No, and Google has said so directly — in the same way you cannot optimize for RankBrain, you cannot optimize for BERT. The advice that comes with the announcement is the advice Google always gives: write content for users, not for the algorithm. This is not a brush-off; it follows from what BERT actually does. BERT analyzes the language of queries to understand them better; it is not a new ranking lever you can pull or a new signal you can stuff. There is no markup, keyword density, or trick that makes you “BERT-friendly,” because the system is simply getting better at reading meaning. That said, write content for users has a concrete edge here that is worth drawing out. If Google now understands the nuance and context of language far better, then the content most likely to match a query well is content that expresses its own meaning clearly and naturally — that says what it is about in plain, complete sentences rather than in a clipped string of keywords. The old habit of writing in “keyword-ese,” repeating target phrases and stripping out the connective language a human would use, was always a concession to an engine that could not read context. As that limitation lifts, the concession stops paying and starts hurting: clear, naturally written content is what an engine that reads context can understand best. So the honest answer is that you do not optimize for BERT — you write so clearly that an engine reading for meaning has no trouble grasping yours, which is the discipline the AC Group has worked by for 27 years.

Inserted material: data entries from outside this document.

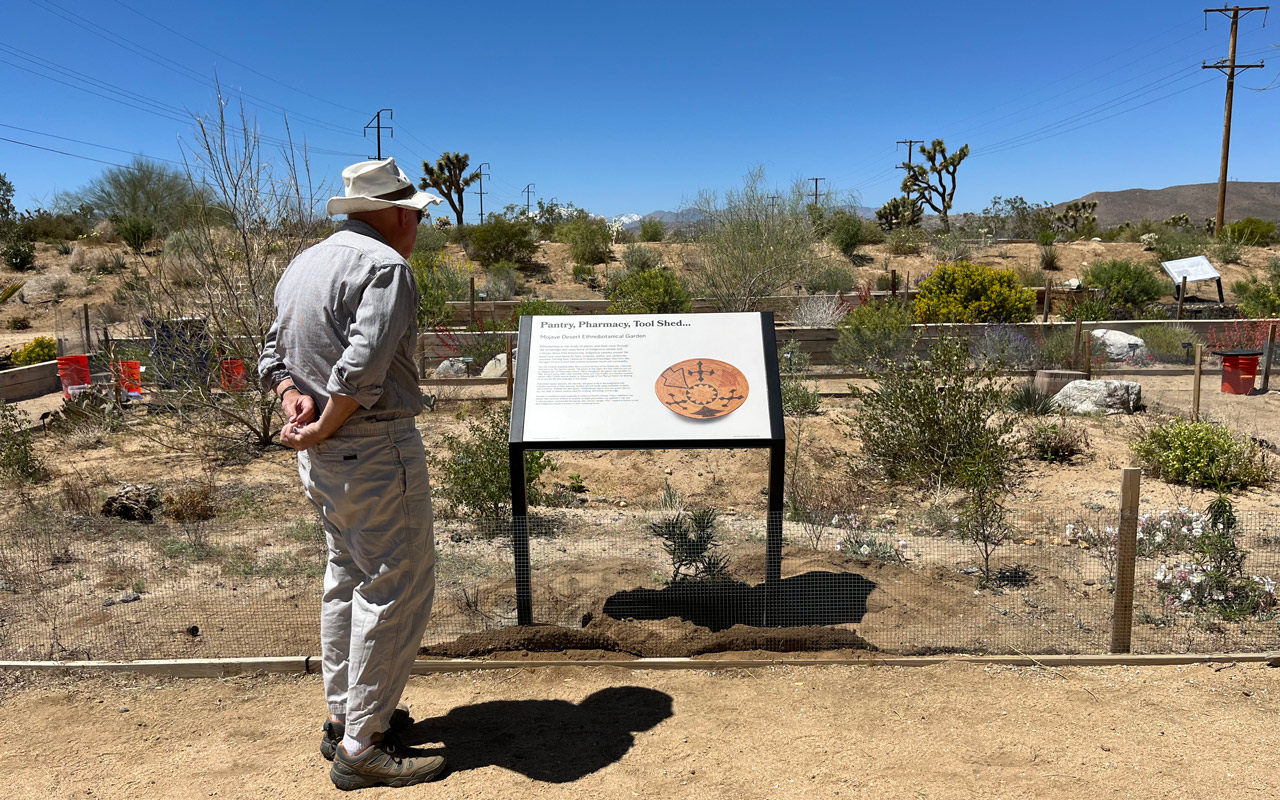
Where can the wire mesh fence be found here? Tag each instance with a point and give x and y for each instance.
(657, 584)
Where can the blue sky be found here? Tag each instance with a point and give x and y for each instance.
(631, 108)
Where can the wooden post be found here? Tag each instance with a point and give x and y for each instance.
(1075, 344)
(1266, 359)
(1200, 350)
(472, 300)
(511, 368)
(1127, 553)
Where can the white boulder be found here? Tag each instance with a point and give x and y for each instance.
(1120, 344)
(1100, 396)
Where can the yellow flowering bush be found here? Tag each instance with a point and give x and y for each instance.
(965, 292)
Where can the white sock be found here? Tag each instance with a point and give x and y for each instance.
(353, 745)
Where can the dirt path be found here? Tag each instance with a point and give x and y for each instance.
(938, 732)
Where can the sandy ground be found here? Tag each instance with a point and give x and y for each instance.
(951, 731)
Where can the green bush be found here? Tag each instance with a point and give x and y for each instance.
(501, 238)
(1125, 283)
(652, 291)
(874, 332)
(964, 292)
(1165, 342)
(42, 348)
(588, 238)
(830, 280)
(1202, 456)
(639, 257)
(1251, 231)
(653, 229)
(475, 475)
(19, 255)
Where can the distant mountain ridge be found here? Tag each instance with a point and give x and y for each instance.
(1196, 200)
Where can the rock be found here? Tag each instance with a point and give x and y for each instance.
(1095, 396)
(132, 502)
(451, 368)
(497, 366)
(1120, 344)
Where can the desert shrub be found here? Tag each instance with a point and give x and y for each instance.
(1125, 283)
(499, 238)
(439, 280)
(848, 233)
(1056, 442)
(652, 291)
(1252, 232)
(1202, 456)
(19, 255)
(906, 241)
(639, 257)
(819, 311)
(830, 280)
(475, 475)
(964, 292)
(1025, 398)
(653, 229)
(950, 248)
(1260, 297)
(589, 240)
(873, 332)
(19, 465)
(499, 282)
(37, 351)
(937, 423)
(1165, 342)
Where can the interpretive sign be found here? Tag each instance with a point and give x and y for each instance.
(640, 382)
(679, 376)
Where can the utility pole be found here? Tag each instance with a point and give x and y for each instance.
(376, 124)
(908, 142)
(481, 192)
(816, 188)
(1229, 68)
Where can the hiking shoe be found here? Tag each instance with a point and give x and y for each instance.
(334, 731)
(387, 762)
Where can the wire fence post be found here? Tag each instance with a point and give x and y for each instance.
(1127, 556)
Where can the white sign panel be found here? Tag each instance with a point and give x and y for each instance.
(616, 378)
(1197, 268)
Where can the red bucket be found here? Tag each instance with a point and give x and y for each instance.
(232, 373)
(73, 371)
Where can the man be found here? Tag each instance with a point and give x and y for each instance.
(341, 357)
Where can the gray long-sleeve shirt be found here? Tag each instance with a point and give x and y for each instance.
(347, 324)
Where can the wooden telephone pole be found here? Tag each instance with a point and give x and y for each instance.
(1229, 68)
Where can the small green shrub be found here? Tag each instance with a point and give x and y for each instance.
(499, 238)
(830, 280)
(588, 238)
(40, 350)
(19, 255)
(652, 291)
(1202, 456)
(1125, 283)
(1165, 342)
(640, 257)
(475, 475)
(964, 292)
(874, 332)
(653, 229)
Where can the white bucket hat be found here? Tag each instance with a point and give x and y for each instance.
(370, 186)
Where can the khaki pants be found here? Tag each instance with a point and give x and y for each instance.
(373, 492)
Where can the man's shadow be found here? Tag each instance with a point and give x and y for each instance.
(545, 740)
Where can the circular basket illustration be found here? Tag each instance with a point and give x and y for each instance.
(702, 388)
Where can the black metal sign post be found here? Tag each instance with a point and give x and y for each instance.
(776, 444)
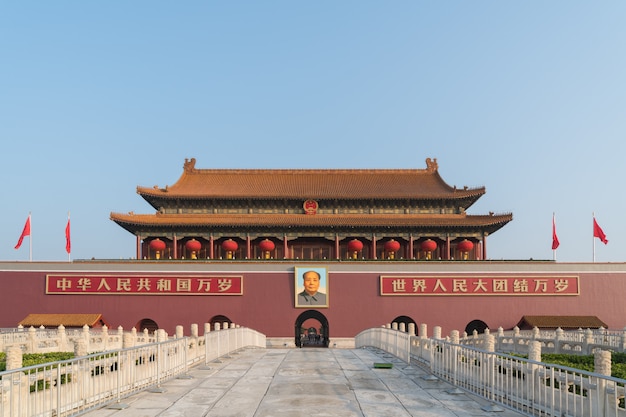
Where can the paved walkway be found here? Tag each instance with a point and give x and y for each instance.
(305, 382)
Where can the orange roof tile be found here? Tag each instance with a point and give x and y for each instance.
(317, 220)
(67, 320)
(564, 322)
(307, 183)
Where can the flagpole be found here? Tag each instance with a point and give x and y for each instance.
(30, 240)
(68, 244)
(553, 234)
(593, 216)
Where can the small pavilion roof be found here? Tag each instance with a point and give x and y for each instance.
(563, 322)
(319, 220)
(308, 183)
(65, 319)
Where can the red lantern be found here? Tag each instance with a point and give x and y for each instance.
(428, 245)
(157, 245)
(392, 246)
(194, 246)
(354, 247)
(465, 246)
(229, 246)
(267, 246)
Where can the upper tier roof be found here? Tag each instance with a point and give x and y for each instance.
(308, 183)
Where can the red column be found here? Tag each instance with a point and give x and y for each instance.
(285, 248)
(484, 246)
(373, 246)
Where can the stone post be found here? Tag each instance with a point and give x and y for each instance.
(437, 332)
(534, 351)
(15, 385)
(423, 330)
(86, 336)
(602, 366)
(161, 335)
(32, 340)
(602, 362)
(62, 336)
(128, 340)
(80, 347)
(490, 342)
(588, 341)
(13, 358)
(105, 337)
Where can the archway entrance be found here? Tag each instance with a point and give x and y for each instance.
(311, 330)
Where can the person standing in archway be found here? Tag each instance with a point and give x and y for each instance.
(311, 294)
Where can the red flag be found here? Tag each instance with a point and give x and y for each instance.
(68, 242)
(555, 238)
(25, 232)
(597, 232)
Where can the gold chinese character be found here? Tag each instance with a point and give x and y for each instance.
(224, 284)
(541, 285)
(500, 285)
(398, 285)
(204, 283)
(459, 285)
(64, 284)
(419, 285)
(84, 283)
(143, 284)
(183, 285)
(520, 285)
(164, 285)
(561, 285)
(104, 284)
(439, 285)
(123, 284)
(479, 286)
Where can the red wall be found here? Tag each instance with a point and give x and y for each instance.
(355, 303)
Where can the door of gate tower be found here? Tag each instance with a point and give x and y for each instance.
(311, 330)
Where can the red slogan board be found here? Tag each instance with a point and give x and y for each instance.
(145, 284)
(479, 285)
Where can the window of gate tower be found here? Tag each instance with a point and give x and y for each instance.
(312, 250)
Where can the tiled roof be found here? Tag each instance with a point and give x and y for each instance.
(67, 320)
(307, 183)
(563, 322)
(317, 220)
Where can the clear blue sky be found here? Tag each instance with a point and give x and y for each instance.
(525, 98)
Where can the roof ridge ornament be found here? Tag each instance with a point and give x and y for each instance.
(190, 165)
(431, 165)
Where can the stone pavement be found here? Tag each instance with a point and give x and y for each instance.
(305, 382)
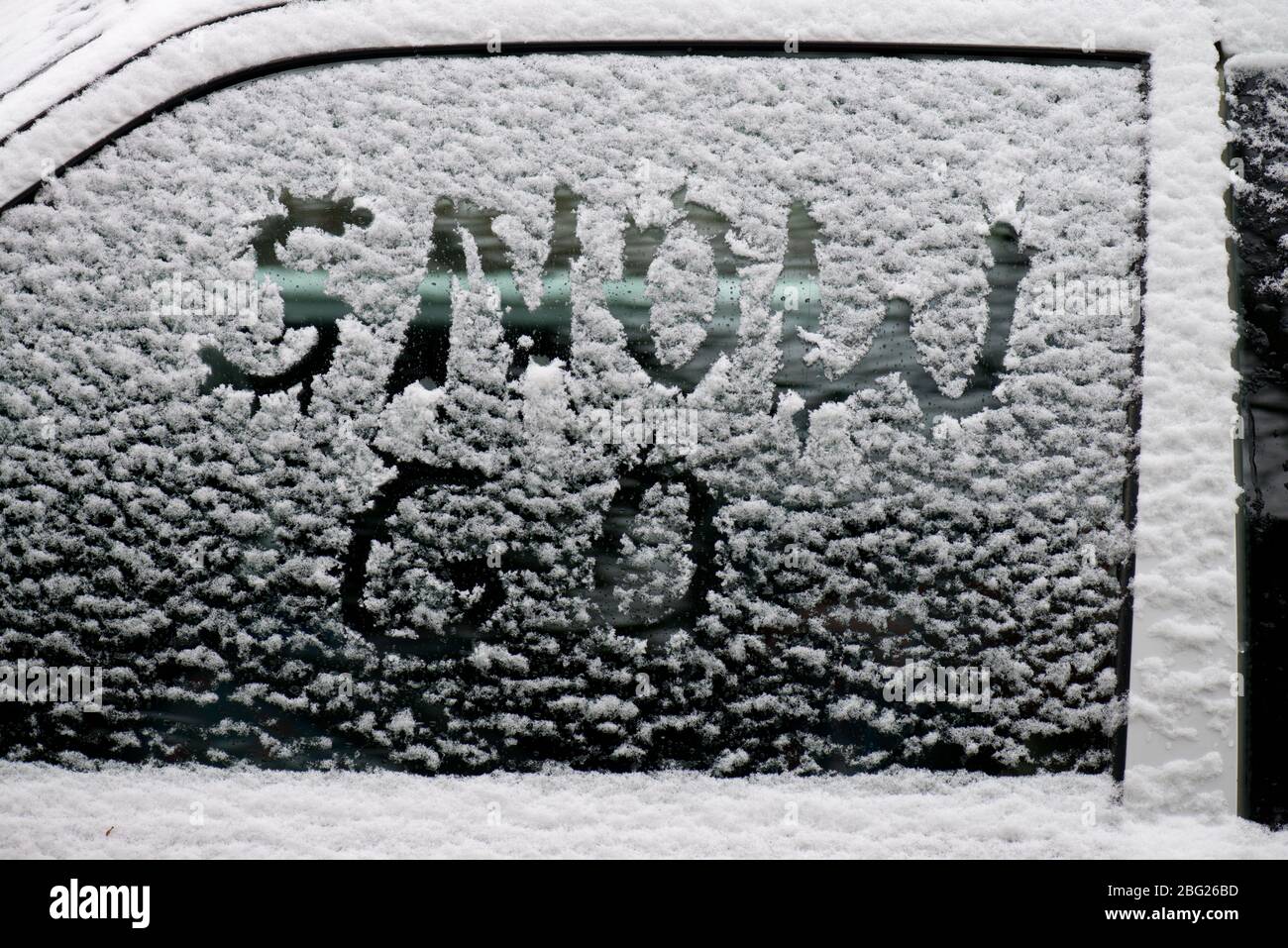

So what should I actually do?
Write the way the meaning actually runs, in clear and complete language, and let context do the work it now can. Concretely, that means a few things. Stop writing in keyword shorthand: where you once might have stripped a heading or sentence down to its target phrase, write the full, natural sentence a person would say, because the small connecting words you used to drop are exactly the ones the engine can now read. Answer the question a page is about directly and unambiguously, so the context around your key terms makes their meaning obvious — a word like “bass” or “charge” means nothing until its neighbours pin it down, and you control those neighbours. Match the language to the real intent behind the search, especially for the longer, more conversational, more specific queries where BERT does its work and where a page that genuinely addresses a precise need can now surface above broader, vaguer pages that used to crowd it out. And keep your structure clean — clear headings, direct answers, no filler — so that nothing dilutes the meaning you are trying to convey. None of this is a BERT tactic; it is simply writing clearly for a reader, human or machine, that understands language. The reason it works is that you are no longer fighting the engine’s old blind spots; you are writing for one that reads context the way your reader does. Writing so that your meaning is unmistakable, and lives in the language rather than in isolated keywords, is the entity-and-language discipline the AC Group has worked by for 27 years.
A note on sources and timing
This is written in October 2019, days after Google announced BERT on the 25th. The description — that BERT is a bidirectional natural-language model Google called its biggest leap in five years, that it affects about one in ten English-language searches in the US (with more languages to come) and featured snippets, that it reads the words before and after a term to grasp context and so finally handles small words like “to” and “no” (with Google’s own “brazil traveler to usa” and “parking with no curb” examples), that it is akin to RankBrain but does not replace it, and that Google says you cannot optimize for it and should write for users — follows Google’s announcement and contemporaneous reporting. The reading offered here — that meaning lives in context rather than in isolated keywords, so the response is to write clear, natural, complete language — is our interpretation, grounded in that record. The durable point outlasts the model: context decides what your words mean, so write so the context carries them. That is the entity-and-language discipline the AC Group has worked by for 27 years.